The now roofless building at 770 Rutland Road was initially built to accompany one of the city's most historically significant residences. But Tuesday's devastating fire ignited by a patio barbeque made history many will want to forget.
At the heart of the Legacy complex, completed back in 2007, is the 90-year-old Rutland Elementary Schoolhouse retrofitted as eight heritage condos.
The brick schoolhouse was built in 1913 and for many years was the heart of the Rutland community. In addition to renovating the school building, developer R&B Construction designed townhomes and two other condo buildings inspired by the school's victorian architecture, including craftsmen shake-style siding.
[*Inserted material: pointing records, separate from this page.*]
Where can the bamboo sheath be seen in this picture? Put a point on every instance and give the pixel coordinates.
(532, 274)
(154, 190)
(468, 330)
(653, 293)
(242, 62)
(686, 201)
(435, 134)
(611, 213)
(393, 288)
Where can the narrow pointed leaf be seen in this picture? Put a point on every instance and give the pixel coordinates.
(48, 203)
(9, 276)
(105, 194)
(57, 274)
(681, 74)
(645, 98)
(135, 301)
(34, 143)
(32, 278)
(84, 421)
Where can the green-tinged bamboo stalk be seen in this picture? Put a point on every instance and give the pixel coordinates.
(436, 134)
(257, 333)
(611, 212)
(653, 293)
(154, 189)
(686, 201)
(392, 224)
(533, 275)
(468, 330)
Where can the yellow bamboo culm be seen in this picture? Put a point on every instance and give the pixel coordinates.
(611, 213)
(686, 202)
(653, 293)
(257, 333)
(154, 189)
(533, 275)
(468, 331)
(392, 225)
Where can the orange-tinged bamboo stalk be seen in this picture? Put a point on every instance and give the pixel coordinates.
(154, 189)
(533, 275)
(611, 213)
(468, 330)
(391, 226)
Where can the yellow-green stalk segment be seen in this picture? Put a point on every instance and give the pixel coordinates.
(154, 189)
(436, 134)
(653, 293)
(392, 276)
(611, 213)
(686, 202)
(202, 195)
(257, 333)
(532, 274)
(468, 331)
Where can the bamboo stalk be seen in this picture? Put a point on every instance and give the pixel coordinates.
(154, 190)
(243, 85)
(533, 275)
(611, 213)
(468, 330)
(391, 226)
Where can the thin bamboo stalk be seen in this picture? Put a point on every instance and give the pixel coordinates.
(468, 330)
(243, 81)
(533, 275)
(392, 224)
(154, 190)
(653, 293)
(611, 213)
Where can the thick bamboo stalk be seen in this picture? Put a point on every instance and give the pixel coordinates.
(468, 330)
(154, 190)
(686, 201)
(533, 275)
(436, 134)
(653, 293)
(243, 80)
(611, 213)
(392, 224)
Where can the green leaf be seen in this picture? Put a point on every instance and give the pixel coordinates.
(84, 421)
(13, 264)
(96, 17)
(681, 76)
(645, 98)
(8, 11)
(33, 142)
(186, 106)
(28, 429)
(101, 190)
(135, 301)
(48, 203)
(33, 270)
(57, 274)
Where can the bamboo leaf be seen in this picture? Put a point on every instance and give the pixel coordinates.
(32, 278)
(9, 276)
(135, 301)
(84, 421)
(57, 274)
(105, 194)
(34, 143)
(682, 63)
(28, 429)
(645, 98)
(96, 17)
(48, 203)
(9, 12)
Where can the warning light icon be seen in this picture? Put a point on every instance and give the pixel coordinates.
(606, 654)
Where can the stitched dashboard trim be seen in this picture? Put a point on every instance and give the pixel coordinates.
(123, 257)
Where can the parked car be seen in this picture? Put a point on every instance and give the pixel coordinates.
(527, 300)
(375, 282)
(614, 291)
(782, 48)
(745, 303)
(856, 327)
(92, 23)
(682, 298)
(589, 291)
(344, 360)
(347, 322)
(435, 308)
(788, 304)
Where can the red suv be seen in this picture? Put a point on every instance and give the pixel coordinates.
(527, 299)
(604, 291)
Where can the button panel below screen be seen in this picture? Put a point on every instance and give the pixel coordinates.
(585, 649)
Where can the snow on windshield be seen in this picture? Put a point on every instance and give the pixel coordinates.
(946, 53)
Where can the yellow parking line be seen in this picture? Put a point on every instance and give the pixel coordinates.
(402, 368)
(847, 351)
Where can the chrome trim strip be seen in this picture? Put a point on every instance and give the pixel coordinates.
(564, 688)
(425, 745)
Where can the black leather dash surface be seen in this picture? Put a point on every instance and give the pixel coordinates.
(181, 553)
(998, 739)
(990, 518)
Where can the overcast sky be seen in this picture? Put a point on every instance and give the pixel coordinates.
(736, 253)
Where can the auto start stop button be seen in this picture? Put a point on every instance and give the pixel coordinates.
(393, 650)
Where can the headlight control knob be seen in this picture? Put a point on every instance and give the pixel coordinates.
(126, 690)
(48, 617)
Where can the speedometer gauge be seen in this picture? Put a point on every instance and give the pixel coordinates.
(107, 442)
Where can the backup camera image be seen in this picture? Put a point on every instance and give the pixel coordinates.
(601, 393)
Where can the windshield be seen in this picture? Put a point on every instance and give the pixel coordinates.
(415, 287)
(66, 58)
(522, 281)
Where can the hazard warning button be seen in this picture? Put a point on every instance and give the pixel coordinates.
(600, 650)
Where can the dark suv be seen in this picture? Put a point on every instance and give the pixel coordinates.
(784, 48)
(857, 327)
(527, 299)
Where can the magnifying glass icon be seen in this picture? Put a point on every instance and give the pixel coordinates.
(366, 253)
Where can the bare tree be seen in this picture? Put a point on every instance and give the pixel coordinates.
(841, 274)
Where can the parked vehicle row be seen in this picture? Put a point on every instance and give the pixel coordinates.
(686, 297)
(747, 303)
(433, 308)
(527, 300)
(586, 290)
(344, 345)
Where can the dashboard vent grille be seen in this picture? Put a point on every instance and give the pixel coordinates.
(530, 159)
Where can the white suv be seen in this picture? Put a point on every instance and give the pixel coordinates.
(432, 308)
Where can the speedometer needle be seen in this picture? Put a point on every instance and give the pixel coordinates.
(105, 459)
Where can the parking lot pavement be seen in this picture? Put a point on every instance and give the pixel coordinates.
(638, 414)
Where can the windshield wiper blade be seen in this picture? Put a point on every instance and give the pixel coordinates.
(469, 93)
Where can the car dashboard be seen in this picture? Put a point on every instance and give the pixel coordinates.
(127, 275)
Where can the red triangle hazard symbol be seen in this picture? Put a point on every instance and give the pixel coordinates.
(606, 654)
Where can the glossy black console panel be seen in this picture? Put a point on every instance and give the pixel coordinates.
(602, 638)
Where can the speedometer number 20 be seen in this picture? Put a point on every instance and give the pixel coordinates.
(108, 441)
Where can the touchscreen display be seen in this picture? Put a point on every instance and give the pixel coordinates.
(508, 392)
The four storey 52 unit condo now emptied of its residents is one of those buildings. To the north side of the retrofitted schoolhouse is another the four storey 62 unit condo – whose residents were also drawn out from their apartments Tuesday afternoon to witness the fire.
While R&B Construction manager Bal Poonian initially envisioned the Legacy as a unique landmark for the city's heritage, he now feels devasted.
"It's quite heartbreaking to see what's happened with the fire there... It's very very unforturnate about the building," he says. Though he and his partner Ruby Poonian no longer have vested financial interests in the complex, now in the hands of a strata company, they met with building residents yesterday at the Salvation Army Church meeting for emergency services.
"The building will definitely be rebuilt," he says, though not for at least another year.
"It's not going to be a quick one."
But there's a silver lining to the tragedy, Poonian says.
Tuesday's fire has put balcony barbeque bylaws in the spotlight for strata companies and other housing projects in the city.
"They will look at this thing in a different set of eyes," he says.
While Kelowna fire chief Jeff Carlisle stated Tuesday they discourage the use of propane barbeques on apartment balconies, they are particularly interested in seeing better fire stopping features in the city's buildings. For instance, having a full spinkler system and life safety features extended to the windows, balconies, attics and rooves.
That might just be the trick to prevent future fire tragedies and ensure Kelowna's apartment buildings stand the test of time.